The title was very hard to choose for me.
- You are a collaborator. How have you discovered members of your team and how do you keep the relationship with them strong?
For the crew, I knew only Tina Daurova (sound) at the beginning who I worked with several times before and know from film school. She got me in touch with Patrick Gregg, the cinematographer of the film, Sagar Dame, Assistant Camera and Iris Birke who was the assistant director. They all where students at FAMU in Prague at that time. I’m very thankful they helped and trusted me shooting this film in two stressful days just before Christmas, even without really knowing who I was. We kind of got to know
each other through the shoot and hopefully will work soon again.
- What do audiences want? And is it the filmmaker’s role to worry about that?
I don’t think a filmmaker has to worry about that. The audience maybe wants many different things which cannot be sum up into one desire, but, in my opinion, the audience shouldn’t want anything at all. This would only lead to standardized expectations and a programmed way of thinking and seeing films. This deliberately doesn’t mean, that a filmmaker should not respect her or his audience! Of course, film goers want to be touched, exhilarated and taken away, maybe also educated; this is
obvious as water is wet and the sun is hot!
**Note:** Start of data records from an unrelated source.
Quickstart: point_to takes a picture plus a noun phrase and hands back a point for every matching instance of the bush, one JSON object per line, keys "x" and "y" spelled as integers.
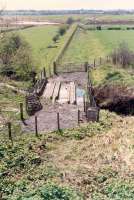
{"x": 55, "y": 38}
{"x": 16, "y": 60}
{"x": 114, "y": 28}
{"x": 123, "y": 55}
{"x": 62, "y": 30}
{"x": 70, "y": 21}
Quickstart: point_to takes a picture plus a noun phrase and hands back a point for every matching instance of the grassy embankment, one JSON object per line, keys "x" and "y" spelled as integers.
{"x": 44, "y": 50}
{"x": 87, "y": 45}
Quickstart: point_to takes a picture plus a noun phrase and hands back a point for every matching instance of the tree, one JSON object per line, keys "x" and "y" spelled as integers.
{"x": 70, "y": 21}
{"x": 123, "y": 55}
{"x": 62, "y": 30}
{"x": 15, "y": 56}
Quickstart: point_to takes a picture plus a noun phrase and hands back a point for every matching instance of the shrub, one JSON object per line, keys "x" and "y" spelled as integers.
{"x": 123, "y": 55}
{"x": 62, "y": 30}
{"x": 55, "y": 38}
{"x": 70, "y": 21}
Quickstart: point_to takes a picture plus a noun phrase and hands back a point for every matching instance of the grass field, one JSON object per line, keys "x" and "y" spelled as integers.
{"x": 112, "y": 75}
{"x": 44, "y": 50}
{"x": 87, "y": 45}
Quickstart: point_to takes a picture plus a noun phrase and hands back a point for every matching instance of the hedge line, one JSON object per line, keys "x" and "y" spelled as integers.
{"x": 16, "y": 29}
{"x": 66, "y": 44}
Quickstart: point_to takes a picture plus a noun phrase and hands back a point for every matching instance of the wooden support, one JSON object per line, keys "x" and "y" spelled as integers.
{"x": 86, "y": 66}
{"x": 84, "y": 103}
{"x": 107, "y": 59}
{"x": 94, "y": 63}
{"x": 100, "y": 60}
{"x": 36, "y": 126}
{"x": 21, "y": 111}
{"x": 54, "y": 68}
{"x": 44, "y": 72}
{"x": 41, "y": 75}
{"x": 78, "y": 117}
{"x": 58, "y": 121}
{"x": 10, "y": 132}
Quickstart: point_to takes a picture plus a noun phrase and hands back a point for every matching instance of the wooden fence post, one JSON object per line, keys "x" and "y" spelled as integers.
{"x": 21, "y": 111}
{"x": 54, "y": 68}
{"x": 86, "y": 66}
{"x": 100, "y": 60}
{"x": 10, "y": 132}
{"x": 94, "y": 63}
{"x": 84, "y": 103}
{"x": 107, "y": 59}
{"x": 36, "y": 126}
{"x": 78, "y": 117}
{"x": 58, "y": 121}
{"x": 44, "y": 72}
{"x": 41, "y": 75}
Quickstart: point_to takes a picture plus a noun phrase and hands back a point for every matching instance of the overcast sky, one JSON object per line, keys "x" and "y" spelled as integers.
{"x": 68, "y": 4}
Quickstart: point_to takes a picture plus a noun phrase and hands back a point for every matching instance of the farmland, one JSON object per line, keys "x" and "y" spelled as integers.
{"x": 87, "y": 45}
{"x": 91, "y": 161}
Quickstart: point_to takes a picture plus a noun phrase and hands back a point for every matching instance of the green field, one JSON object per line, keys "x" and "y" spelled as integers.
{"x": 44, "y": 50}
{"x": 87, "y": 45}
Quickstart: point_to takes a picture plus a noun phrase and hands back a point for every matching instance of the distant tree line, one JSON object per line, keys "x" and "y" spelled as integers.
{"x": 63, "y": 12}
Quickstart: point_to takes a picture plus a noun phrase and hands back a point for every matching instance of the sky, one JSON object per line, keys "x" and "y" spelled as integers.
{"x": 67, "y": 4}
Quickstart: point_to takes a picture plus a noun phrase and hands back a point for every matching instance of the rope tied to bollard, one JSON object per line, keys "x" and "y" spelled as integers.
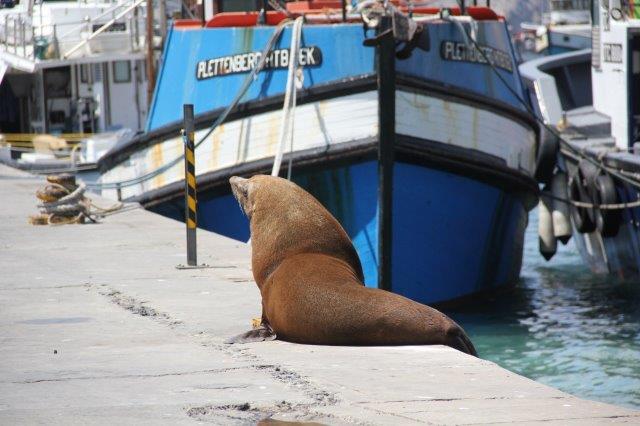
{"x": 64, "y": 202}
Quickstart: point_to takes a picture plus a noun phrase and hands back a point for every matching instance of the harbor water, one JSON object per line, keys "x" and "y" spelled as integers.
{"x": 563, "y": 326}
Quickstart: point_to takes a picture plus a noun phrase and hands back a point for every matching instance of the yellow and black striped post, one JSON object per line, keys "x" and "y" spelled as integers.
{"x": 190, "y": 206}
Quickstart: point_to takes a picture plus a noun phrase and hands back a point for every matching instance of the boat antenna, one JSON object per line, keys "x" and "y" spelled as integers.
{"x": 262, "y": 16}
{"x": 463, "y": 8}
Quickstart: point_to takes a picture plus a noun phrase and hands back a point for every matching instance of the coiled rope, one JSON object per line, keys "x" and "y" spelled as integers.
{"x": 64, "y": 202}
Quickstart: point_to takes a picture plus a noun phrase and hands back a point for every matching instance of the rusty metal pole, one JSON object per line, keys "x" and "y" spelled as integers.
{"x": 190, "y": 197}
{"x": 151, "y": 74}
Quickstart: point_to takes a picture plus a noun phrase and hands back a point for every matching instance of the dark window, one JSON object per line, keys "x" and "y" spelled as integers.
{"x": 121, "y": 72}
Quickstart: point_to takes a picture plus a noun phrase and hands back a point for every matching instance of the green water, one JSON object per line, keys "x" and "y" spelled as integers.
{"x": 563, "y": 327}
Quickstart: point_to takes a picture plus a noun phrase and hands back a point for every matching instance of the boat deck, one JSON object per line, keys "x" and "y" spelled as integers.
{"x": 98, "y": 327}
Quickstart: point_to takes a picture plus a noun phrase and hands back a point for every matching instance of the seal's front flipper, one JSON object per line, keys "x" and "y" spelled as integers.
{"x": 260, "y": 334}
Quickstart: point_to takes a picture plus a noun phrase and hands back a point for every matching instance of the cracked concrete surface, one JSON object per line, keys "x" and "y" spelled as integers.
{"x": 98, "y": 326}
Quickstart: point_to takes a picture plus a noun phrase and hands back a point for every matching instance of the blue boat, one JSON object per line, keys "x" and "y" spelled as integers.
{"x": 433, "y": 182}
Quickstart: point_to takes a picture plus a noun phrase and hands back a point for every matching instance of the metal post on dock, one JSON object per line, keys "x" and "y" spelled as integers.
{"x": 190, "y": 202}
{"x": 385, "y": 52}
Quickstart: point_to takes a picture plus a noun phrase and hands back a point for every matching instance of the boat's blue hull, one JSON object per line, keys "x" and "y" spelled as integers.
{"x": 452, "y": 236}
{"x": 463, "y": 156}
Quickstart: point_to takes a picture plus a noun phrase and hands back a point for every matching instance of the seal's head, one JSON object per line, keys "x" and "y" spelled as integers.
{"x": 286, "y": 220}
{"x": 240, "y": 188}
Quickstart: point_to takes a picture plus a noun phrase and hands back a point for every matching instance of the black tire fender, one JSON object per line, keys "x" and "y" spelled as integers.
{"x": 582, "y": 219}
{"x": 603, "y": 191}
{"x": 547, "y": 156}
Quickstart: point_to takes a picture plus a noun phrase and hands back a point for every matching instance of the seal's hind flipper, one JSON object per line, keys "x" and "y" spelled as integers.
{"x": 261, "y": 334}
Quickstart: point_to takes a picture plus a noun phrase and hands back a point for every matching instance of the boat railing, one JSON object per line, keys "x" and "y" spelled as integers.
{"x": 119, "y": 28}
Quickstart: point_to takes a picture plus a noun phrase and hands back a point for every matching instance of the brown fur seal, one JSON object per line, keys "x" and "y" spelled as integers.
{"x": 311, "y": 281}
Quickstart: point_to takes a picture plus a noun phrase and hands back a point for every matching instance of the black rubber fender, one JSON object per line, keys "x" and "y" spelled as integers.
{"x": 547, "y": 156}
{"x": 603, "y": 191}
{"x": 582, "y": 216}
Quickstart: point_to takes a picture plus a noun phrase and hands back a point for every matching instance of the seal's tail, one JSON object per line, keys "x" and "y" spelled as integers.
{"x": 460, "y": 341}
{"x": 471, "y": 350}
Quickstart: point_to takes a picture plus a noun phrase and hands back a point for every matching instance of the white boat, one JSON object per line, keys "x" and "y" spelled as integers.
{"x": 71, "y": 67}
{"x": 566, "y": 26}
{"x": 591, "y": 98}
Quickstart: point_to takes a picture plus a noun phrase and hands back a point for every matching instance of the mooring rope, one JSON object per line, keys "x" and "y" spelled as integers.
{"x": 289, "y": 107}
{"x": 64, "y": 202}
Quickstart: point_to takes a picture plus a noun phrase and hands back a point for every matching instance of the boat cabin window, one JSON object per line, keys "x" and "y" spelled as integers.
{"x": 238, "y": 5}
{"x": 121, "y": 72}
{"x": 570, "y": 4}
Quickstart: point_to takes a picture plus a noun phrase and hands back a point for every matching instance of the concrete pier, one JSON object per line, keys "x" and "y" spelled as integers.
{"x": 97, "y": 326}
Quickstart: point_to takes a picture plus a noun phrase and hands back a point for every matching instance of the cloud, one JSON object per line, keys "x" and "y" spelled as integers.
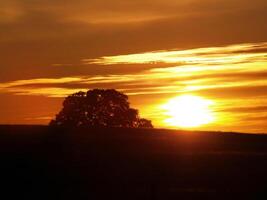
{"x": 204, "y": 56}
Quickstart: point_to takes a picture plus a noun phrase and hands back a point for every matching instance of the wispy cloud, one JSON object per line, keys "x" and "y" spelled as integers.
{"x": 204, "y": 56}
{"x": 234, "y": 76}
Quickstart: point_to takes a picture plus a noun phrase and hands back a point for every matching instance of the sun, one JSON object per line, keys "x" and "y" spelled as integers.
{"x": 188, "y": 111}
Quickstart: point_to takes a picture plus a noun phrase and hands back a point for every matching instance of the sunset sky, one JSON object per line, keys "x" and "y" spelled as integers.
{"x": 155, "y": 51}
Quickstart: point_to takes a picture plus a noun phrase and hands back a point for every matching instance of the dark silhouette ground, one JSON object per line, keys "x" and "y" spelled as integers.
{"x": 38, "y": 162}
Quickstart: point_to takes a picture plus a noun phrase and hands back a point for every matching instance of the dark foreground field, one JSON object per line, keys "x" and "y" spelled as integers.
{"x": 42, "y": 163}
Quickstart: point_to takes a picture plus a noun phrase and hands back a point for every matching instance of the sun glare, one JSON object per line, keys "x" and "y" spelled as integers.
{"x": 188, "y": 111}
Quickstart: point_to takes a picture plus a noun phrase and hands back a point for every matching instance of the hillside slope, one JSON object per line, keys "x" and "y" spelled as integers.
{"x": 38, "y": 162}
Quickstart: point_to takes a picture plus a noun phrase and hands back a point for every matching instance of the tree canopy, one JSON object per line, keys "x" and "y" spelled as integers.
{"x": 99, "y": 107}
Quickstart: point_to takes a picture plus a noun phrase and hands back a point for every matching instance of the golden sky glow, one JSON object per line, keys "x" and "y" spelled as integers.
{"x": 188, "y": 111}
{"x": 155, "y": 51}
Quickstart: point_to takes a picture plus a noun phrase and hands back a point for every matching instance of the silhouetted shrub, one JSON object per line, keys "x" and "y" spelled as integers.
{"x": 99, "y": 107}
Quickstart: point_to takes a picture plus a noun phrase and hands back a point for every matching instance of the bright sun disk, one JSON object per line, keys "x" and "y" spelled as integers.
{"x": 188, "y": 111}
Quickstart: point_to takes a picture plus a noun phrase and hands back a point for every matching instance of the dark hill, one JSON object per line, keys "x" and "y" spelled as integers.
{"x": 38, "y": 162}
But I believe, the moment you think about the audience too much it’s over for ones own honest creative
process . As storytellers, we take an audience through an experience. I believe this is only truly possible, if the audience “hears” your true voice, only then someone will follow you deeply. This element is probably why one started making a film or any other art in the first place and it shouldn’t be corrupted and exploited. The audience will immediately sense cliches, the lack of truth and corruption on the screen. For me, when I see a film, it is this connection of being aware of the filmmakers “voice” and
becoming convinced to open up and seeing the world through new eyes. It is not about wanting.
- What role have film festivals played in your life so far? Why are they necessary? How do you get the most out of them?
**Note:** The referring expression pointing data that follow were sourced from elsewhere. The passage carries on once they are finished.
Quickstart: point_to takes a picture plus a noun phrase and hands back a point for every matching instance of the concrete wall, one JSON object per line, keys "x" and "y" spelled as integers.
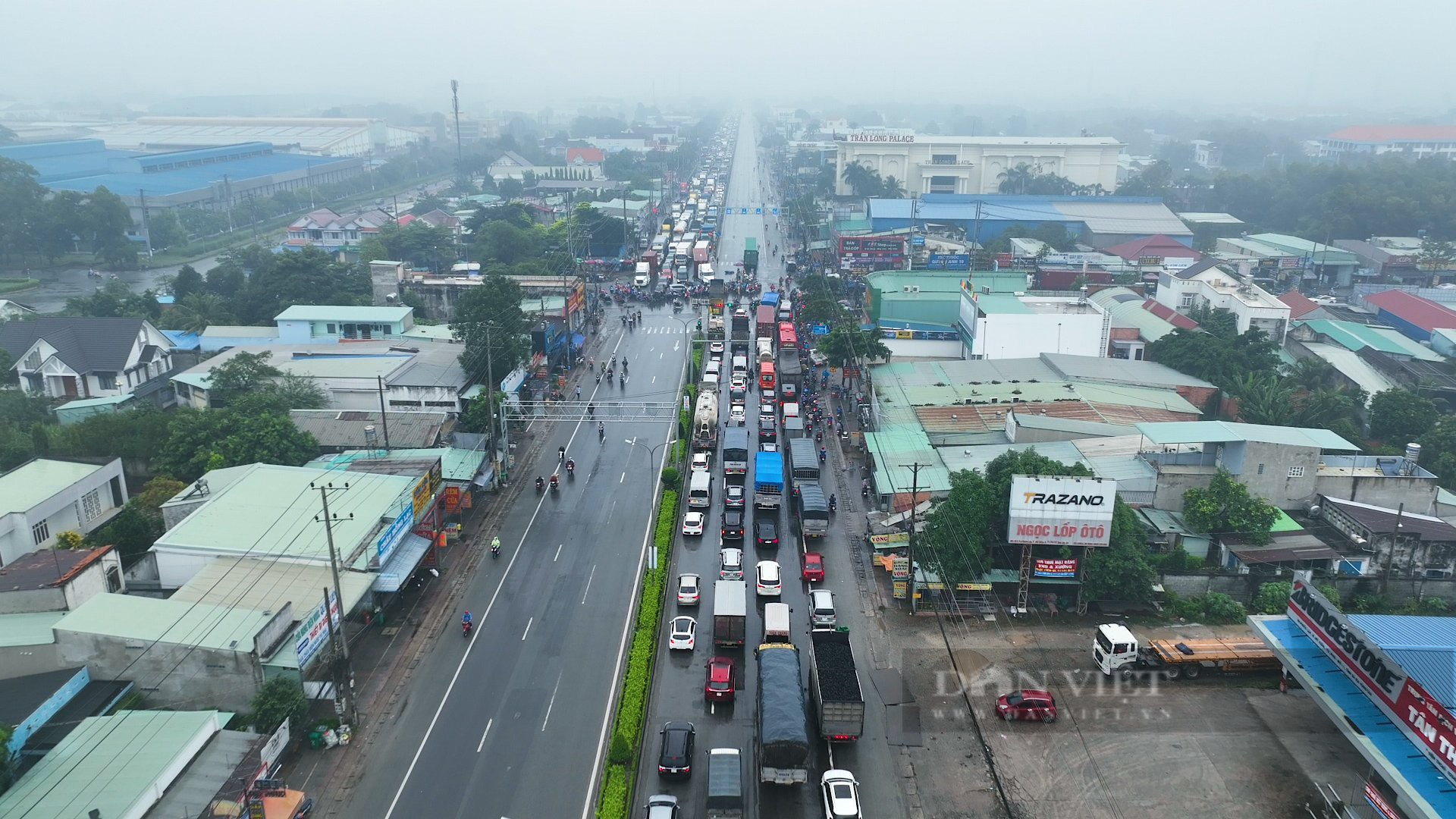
{"x": 168, "y": 673}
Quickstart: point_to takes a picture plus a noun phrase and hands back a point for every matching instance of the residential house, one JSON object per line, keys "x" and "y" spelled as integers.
{"x": 335, "y": 232}
{"x": 88, "y": 357}
{"x": 1288, "y": 466}
{"x": 1209, "y": 284}
{"x": 353, "y": 375}
{"x": 1391, "y": 539}
{"x": 510, "y": 167}
{"x": 46, "y": 496}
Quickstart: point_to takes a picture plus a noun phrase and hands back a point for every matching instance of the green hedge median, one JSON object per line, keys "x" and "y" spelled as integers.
{"x": 626, "y": 729}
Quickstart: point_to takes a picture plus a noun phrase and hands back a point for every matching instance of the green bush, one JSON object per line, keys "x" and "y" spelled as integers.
{"x": 626, "y": 732}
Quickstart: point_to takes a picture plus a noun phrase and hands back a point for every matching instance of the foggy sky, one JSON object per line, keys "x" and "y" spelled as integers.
{"x": 1270, "y": 55}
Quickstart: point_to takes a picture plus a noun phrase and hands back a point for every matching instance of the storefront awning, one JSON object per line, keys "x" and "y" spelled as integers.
{"x": 400, "y": 564}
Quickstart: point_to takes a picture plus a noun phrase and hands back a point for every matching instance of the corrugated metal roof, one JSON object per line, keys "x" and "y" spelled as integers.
{"x": 1225, "y": 431}
{"x": 1353, "y": 335}
{"x": 1424, "y": 646}
{"x": 117, "y": 765}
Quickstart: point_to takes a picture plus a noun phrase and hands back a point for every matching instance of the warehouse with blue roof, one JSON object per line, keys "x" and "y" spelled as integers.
{"x": 206, "y": 177}
{"x": 1388, "y": 684}
{"x": 1100, "y": 222}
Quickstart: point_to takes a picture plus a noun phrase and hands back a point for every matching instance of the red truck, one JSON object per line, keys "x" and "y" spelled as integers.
{"x": 764, "y": 321}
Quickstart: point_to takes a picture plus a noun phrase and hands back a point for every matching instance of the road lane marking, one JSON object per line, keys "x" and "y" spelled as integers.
{"x": 485, "y": 735}
{"x": 552, "y": 701}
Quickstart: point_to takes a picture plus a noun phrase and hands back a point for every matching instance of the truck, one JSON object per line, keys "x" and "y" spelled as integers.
{"x": 804, "y": 461}
{"x": 740, "y": 325}
{"x": 767, "y": 480}
{"x": 835, "y": 686}
{"x": 724, "y": 783}
{"x": 705, "y": 422}
{"x": 783, "y": 739}
{"x": 730, "y": 613}
{"x": 764, "y": 322}
{"x": 791, "y": 378}
{"x": 813, "y": 510}
{"x": 736, "y": 453}
{"x": 1117, "y": 649}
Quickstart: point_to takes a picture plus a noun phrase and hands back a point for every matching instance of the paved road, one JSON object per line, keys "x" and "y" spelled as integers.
{"x": 677, "y": 686}
{"x": 509, "y": 723}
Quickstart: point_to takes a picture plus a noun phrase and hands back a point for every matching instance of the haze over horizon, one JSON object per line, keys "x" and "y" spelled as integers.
{"x": 1059, "y": 53}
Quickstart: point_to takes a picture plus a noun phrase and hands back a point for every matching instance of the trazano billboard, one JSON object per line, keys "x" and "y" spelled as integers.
{"x": 1060, "y": 512}
{"x": 1420, "y": 717}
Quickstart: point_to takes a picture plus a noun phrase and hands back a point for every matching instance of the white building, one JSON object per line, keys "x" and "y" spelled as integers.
{"x": 929, "y": 164}
{"x": 353, "y": 375}
{"x": 44, "y": 497}
{"x": 1021, "y": 327}
{"x": 85, "y": 357}
{"x": 1207, "y": 284}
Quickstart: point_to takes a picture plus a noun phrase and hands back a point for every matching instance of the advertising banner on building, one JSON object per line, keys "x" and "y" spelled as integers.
{"x": 313, "y": 632}
{"x": 1055, "y": 567}
{"x": 1060, "y": 512}
{"x": 1421, "y": 719}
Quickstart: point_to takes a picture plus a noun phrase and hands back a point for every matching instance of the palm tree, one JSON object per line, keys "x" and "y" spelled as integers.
{"x": 864, "y": 181}
{"x": 200, "y": 311}
{"x": 1015, "y": 180}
I’m still in the beginning of my film career, but I think you always get something out of film festivals. If it’s not always contacts, because you don’t feel ready yet to actually use these contacts in a way of working together, you still meet a lot of people and become aware of the world of filmmaking. That was my case in the past. And if not that, then you will always have the possibility to watch a lot of new good films and learn from them. I’ve been to several film festivals, mostly as an audience member, because I like
watching films. Once I had the possibility of being part of the Talents Programm at RIFF which was very educating and some contacts helped me find work as well. Being shown at a festival and invited gave me
a feedback of my work and realize myself as a filmmaker in a broader sense. I think they are necessary to get out and encounter your film with new audiences.
- Do you believe that a filmmaker should be original and fresh or he/she should stick to classic but safe cinema style?
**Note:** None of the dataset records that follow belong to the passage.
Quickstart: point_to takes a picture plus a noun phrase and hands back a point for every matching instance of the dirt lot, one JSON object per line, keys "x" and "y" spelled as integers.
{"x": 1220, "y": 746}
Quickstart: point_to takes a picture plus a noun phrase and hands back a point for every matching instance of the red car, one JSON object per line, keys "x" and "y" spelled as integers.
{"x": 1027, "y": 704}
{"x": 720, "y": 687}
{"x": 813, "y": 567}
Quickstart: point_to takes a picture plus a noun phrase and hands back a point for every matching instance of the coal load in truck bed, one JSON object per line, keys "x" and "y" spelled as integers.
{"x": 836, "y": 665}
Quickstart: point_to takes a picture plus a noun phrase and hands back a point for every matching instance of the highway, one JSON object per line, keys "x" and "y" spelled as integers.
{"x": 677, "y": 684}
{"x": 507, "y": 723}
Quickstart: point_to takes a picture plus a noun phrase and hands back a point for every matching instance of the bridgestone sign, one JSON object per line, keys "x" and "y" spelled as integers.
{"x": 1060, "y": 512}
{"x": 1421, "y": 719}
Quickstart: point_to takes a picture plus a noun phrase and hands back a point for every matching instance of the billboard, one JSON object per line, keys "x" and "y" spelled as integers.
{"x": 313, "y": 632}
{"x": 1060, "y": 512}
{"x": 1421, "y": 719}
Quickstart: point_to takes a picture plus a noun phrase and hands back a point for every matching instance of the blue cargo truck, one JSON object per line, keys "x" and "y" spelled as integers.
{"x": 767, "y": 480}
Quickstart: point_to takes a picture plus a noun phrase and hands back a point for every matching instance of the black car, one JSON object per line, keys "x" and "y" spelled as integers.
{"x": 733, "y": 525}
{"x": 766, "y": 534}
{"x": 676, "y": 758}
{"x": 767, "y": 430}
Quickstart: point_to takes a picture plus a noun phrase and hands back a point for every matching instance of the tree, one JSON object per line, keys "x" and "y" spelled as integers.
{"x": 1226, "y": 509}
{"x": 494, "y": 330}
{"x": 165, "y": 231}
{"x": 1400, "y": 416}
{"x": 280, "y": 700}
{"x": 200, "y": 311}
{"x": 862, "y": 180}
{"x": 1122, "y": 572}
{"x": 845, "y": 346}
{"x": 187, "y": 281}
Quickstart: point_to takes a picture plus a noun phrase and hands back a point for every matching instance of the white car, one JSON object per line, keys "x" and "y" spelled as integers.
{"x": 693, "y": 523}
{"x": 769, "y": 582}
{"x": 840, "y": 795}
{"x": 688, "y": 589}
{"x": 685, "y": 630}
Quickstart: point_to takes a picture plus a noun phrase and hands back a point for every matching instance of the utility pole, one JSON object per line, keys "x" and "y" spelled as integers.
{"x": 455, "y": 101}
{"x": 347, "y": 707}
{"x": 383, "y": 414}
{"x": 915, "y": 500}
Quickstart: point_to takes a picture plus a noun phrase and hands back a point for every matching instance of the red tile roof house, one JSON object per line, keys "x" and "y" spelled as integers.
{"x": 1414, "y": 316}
I don’t believe any of the two and I don’t think filmmakers should think that way. There’s no formula! A filmmaker can only come to terms of his own experience or vision and how he or her manages to put
this on the screen. The rest is secondary to me. What counts is the personal artistic essence, the feeling that remains after you strip down a film from all his plots, stories and technical aspects. Of course style helps to convey this and style inspires me as well, but it’s not crucial. There’s no “safe cinema style” that would matter for me, neither “original and fresh” films can be truthfully important when they only settle to appear this way. For me, it is about capturing soul and not creating style. We have to take care and be
aware to not end up with dead images and never-ending repetition of fake perfection.